Graphs are simply a collection of vertices connected by edges. They're very similar to trees, but are much more versatile and don't require hierarchical relationships like trees do.
A very simple graph.
For most purposes, we will be working with simple graphs that follow two rules:
- There are no loops (a connection of a node to itself).
- There are no parallel edges (two edges that connect the same two vertices).
Don't make these graphs pls. Keep life simple!
Graphs can be described by some properties that they could have. Here are the important ones:
A graph can be directed if edges are arrows and have a direction, or undirected if you can cross edges in any direction.
A graph is cyclic if the edges form a loop, or acyclic if there are no loops (like in a tree).
Direction vs. Cycles
Graphs can have edge labels if edges are numbered (great for distances). They can also have vertex weights if vertices are numbered (great for priorities or costs).
Edge labels vs. Weights
Graphs are connected if all of the vertices are connected with edges, such that you can freely move from one vertex to any other vertex.
Here are some cool things you can do with graphs:
- Is there a path between two vertices? (s-t path)
- What is the shortest route between two vertices? (shortest s-t path)
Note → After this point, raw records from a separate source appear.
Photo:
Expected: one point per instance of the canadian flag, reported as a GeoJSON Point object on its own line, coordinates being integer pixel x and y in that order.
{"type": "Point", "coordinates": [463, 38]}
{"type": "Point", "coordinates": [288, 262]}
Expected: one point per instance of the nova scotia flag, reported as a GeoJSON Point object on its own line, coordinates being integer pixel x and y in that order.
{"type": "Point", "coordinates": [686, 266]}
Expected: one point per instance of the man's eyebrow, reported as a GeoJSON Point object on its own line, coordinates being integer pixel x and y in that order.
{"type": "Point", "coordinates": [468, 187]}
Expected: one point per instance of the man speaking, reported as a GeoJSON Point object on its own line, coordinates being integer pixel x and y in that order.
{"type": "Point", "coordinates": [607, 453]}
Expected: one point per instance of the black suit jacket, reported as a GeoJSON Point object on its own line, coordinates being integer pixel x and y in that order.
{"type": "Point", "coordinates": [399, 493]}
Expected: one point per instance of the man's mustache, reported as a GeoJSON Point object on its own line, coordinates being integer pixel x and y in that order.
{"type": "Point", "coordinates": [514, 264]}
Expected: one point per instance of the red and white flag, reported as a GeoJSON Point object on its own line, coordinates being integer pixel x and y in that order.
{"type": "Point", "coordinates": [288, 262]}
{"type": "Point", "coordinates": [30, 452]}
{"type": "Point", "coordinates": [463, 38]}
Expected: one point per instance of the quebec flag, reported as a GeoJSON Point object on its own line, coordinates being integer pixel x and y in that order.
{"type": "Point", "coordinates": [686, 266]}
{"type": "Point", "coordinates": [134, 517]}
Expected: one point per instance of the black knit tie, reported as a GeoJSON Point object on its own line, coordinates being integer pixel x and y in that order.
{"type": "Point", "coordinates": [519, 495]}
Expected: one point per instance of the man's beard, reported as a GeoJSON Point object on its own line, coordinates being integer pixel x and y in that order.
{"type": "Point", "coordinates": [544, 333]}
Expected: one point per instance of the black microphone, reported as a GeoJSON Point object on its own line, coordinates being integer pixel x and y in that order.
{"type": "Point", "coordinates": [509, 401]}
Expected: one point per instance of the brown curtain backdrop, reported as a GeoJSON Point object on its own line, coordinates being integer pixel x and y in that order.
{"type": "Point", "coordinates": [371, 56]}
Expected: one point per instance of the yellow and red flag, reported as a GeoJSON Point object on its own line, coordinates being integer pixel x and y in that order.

- Are there cycles? (cycle detection)
- Can you visit each vertex/edge exactly once? (Euler tour / Hamilton tour)
- Is a graph connected? (connectivity problem)
- Is a vertex that disconnects the graph when removed? (single point of failure / biconnectivity)
- Are two graphs isomorphic?
- Can a graph be drawn with no crossing edges? (planarity)
Depth First Search (DFS), Breadth First Search (BFS), Minimum Spanning Trees, Shortest Paths, Dijkstra's Algorithm, A* Search, Prim's Algorithm, and Kruskal's Algorithm all rely on graphs. Graphs are a super useful concept!!!